Sie lachte und trank ruhig ihren Thee.

»Ihr Leute« die Ihr sehen könnt, legt einen so albernen Werth auf Eure Augen. Ich setze meinen Tastsinn gegen Ihre Augen als den bei Weitem zuverlässigeren und intelligenteren von beiden Sinnen ein. Wenn die Liebe zu Oscar nicht meine Gefühle so ausschließlich erfüllte, wissen Sie, was ich, wenn es möglich wäre, der Wiederherstellung meiner Sehkraft bei Weitem vorgezogen hätte? Aber«, fügte sie im Tone komischer Resignation hinzu, »es ist leider nicht möglich.«

»Was ist unmöglich?«

Sie erhob plötzlich ihre beiden Arme über den Frühstückstisch und sagte:

»Was ich gewünscht hätte, wäre eine ganz unerhörte Verlängerung dieser beiden Arme gewesen. Dann könnte ich mit meinen Händen besser erkennen, was in der Ferne vorgeht, als Ihr mit Euren Augen und Euren Ferngläsern. Welche Zweifel würde ich nicht zum Beispiel in Betreff des Planetensystems für die Sehenden beseitigen können, wenn ich nur weit genug reichen könnte, um die Sterne zu berühren.«

»Wie können Sie nur solchen Unsinn reden, Lucilla?«

»Rede ich denn Unsinn? Sagen Sie mir doch, wer sich im Dunkeln besser zurechtfinden kann, ich mit meinem Tastsinn, oder Sie mit Ihren Augen? Wer von uns Beiden, Sie oder ich, hat einen Sinn, auf den man sich alle Zeit, bei Tage wie bei Nacht, verlassen kann? Wenn Oscar nicht wäre, und ich rede jetzt vollkommen wahrhaft, würde ich viel lieber den Sinn, den ich bereits besitze, vervollkommnen, als mir einen neuen Sinn aneignen. Bevor ich Oscar kannte, habe ich, das kann ich aufrichtig versichern, niemals Jemanden um seine Augen beneidet.«

»Sie setzen mich in Erstaunen« Lucilla.«

Sie klapperte ungeduldig mit ihrem Theelöffel in der leeren Tasse hin und her.

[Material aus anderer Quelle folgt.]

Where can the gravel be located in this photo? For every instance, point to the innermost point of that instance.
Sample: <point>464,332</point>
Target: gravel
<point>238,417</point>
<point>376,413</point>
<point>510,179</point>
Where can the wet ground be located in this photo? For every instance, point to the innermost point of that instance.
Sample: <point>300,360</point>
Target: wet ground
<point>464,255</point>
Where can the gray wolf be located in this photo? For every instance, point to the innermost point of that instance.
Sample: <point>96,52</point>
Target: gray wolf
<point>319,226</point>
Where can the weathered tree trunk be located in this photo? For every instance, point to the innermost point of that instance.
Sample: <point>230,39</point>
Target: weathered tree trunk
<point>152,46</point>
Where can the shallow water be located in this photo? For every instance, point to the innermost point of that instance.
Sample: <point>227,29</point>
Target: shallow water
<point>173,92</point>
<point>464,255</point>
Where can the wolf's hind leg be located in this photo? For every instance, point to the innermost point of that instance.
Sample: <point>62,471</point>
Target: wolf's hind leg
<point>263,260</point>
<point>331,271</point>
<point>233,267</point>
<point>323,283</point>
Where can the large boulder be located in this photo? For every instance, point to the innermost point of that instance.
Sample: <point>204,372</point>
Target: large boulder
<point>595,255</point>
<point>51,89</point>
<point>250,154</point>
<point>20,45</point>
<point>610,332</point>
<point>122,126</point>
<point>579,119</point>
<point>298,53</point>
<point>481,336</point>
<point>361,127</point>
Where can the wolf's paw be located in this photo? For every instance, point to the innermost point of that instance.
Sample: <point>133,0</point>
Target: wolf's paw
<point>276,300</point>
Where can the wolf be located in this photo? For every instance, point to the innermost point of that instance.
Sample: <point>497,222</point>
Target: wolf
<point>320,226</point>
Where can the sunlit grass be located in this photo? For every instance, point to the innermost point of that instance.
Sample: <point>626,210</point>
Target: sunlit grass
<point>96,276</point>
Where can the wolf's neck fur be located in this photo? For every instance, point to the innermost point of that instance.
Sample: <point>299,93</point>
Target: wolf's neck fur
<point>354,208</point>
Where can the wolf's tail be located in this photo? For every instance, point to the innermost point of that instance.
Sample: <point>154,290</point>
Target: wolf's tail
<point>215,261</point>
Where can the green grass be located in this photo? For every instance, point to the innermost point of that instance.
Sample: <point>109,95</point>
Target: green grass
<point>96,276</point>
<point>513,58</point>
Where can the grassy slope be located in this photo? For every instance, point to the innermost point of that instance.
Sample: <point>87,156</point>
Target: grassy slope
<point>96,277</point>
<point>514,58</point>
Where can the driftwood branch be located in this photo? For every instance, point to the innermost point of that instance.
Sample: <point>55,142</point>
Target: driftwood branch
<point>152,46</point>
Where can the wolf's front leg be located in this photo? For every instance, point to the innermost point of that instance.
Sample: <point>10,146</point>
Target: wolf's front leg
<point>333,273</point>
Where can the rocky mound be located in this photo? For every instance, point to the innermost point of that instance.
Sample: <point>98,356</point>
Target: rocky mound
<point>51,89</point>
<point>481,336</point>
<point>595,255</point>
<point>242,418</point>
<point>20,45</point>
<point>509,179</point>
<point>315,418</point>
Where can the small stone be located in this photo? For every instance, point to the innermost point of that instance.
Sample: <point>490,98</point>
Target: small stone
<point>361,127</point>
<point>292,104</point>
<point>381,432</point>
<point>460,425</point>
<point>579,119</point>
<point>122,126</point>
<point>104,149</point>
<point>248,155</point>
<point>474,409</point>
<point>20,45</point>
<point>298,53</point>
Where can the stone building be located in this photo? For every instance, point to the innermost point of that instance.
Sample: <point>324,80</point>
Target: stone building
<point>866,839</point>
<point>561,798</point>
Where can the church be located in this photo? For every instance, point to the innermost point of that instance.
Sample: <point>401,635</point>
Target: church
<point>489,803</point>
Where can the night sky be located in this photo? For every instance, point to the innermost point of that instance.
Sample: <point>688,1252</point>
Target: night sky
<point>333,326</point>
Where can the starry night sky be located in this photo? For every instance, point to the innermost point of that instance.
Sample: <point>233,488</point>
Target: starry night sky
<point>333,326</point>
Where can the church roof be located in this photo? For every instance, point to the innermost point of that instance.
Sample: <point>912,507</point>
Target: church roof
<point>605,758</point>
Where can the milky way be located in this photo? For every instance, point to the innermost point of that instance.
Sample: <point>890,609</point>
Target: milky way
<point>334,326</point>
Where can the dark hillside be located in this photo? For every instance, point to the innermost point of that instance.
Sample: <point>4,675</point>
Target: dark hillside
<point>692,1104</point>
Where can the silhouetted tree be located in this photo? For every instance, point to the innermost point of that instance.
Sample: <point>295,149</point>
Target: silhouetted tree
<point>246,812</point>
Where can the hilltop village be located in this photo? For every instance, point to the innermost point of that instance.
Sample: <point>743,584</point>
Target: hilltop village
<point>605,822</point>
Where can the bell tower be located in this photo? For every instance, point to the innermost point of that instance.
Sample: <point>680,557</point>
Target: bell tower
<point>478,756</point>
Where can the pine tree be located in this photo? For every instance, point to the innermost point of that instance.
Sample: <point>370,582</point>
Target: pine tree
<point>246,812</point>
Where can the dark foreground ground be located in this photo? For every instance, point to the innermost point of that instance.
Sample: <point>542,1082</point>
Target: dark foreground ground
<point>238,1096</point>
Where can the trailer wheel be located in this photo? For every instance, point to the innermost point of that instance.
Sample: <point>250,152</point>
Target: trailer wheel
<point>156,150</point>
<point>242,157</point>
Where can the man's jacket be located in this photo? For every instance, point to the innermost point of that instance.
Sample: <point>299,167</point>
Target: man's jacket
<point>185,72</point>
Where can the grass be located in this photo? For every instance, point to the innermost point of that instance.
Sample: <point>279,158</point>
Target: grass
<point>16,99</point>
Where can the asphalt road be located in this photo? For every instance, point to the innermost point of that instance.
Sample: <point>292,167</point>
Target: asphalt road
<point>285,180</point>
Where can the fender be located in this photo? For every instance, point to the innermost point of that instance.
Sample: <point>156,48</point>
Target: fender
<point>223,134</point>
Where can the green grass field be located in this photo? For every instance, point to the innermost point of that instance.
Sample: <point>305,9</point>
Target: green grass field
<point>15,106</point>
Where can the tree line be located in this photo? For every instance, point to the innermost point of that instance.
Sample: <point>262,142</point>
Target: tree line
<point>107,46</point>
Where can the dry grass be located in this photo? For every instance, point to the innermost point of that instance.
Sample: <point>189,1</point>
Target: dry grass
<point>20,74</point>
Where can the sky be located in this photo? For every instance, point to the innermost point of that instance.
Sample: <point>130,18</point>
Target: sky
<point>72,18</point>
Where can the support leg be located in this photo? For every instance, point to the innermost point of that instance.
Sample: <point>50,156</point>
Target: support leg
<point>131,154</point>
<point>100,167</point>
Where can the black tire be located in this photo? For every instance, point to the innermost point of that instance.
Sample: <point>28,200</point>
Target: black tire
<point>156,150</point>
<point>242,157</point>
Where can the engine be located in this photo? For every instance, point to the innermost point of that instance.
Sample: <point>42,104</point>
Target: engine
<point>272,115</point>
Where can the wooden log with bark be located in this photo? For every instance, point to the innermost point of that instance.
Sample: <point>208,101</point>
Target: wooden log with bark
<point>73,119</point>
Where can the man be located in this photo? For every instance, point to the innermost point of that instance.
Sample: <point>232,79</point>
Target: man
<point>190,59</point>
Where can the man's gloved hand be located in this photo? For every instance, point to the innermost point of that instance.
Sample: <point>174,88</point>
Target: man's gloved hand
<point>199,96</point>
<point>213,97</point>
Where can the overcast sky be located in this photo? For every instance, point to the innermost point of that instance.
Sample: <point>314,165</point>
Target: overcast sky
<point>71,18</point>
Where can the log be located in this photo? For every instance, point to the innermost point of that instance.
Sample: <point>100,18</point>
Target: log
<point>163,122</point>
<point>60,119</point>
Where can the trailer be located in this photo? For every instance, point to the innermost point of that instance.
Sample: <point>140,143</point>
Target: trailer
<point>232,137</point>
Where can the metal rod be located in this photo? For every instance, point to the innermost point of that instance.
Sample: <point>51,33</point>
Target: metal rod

»Können Sie sich selbst bei hellem Tageslicht immer auf Ihre Augen verlassen?« brach sie aus. »Wie oft täuschen dieselben Sie über die einfachsten Dinge? Was war es doch, worüber Ihr Alle neulich im Garten disputirtet, als Ihr nach einem entfernten Punkt sahet?«

»Ja richtig, wir betrachteten die Aussicht jenseits der Baumallee an der anderen Seite der Kirchhofsmauer.«

»Ein Gegenstand in der Allee hatte Eure Aufmerksamkeit auf sich gelenkt, nicht wahr?«

»Jawohl, ein Gegenstand am unteren Ende derselben.«

»Ich hörte Euch hier oben disputiren. Trotz Eurer wundervollen Augen waret Ihr Alle verschiedener Ansicht. Mein Vater sagte, es bewege sich; Sie sagten, es stehe still; Oscar behauptete, es sei ein Mensch; meine Stiefmutter erklärte es für ein Kalb; Nugent lief hin, um den merkwürdigen Gegenstand in der Nähe zu untersuchen. Und was fand er? Den Stumpf eines alten Baumes, den der Wind in der Nacht zerschmettert und quer über den Weg geworfen hatte. Warum soll ich Leute um einen Sinn beneiden, der ihnen solche Streiche spielt? Nein, nein, Herr Grosse soll mir den Staar stechen, wie er es nennt, weil ich einen Mann heirathen will, den ich liebe und weil ich närrisch genug bin, mir einzubilden, daß ich ihn noch mehr lieben werde, wenn ich ihn sehen kann. Vielleicht habe ich ganz Unrecht«, fügte sie schelmisch hinzu, »vielleicht werde ich ihn schließlich nicht halb so lieb haben wie jetzt.«

Ich dachte an Oscar’s Gesicht, und mich überkam eine wahre Angst, daß ihre Worte vielleicht einen viel ernsteren Sinn haben möchten, als sie selbst ahne. Ich versuchte es, einen anderen Gegenstand aufs Tapet zu bringen. Aber nein! Ihre reiche Einbildungskraft hatte sich schon wieder in eine andere Region verstiegen, bevor ich ein Wort sagen konnte.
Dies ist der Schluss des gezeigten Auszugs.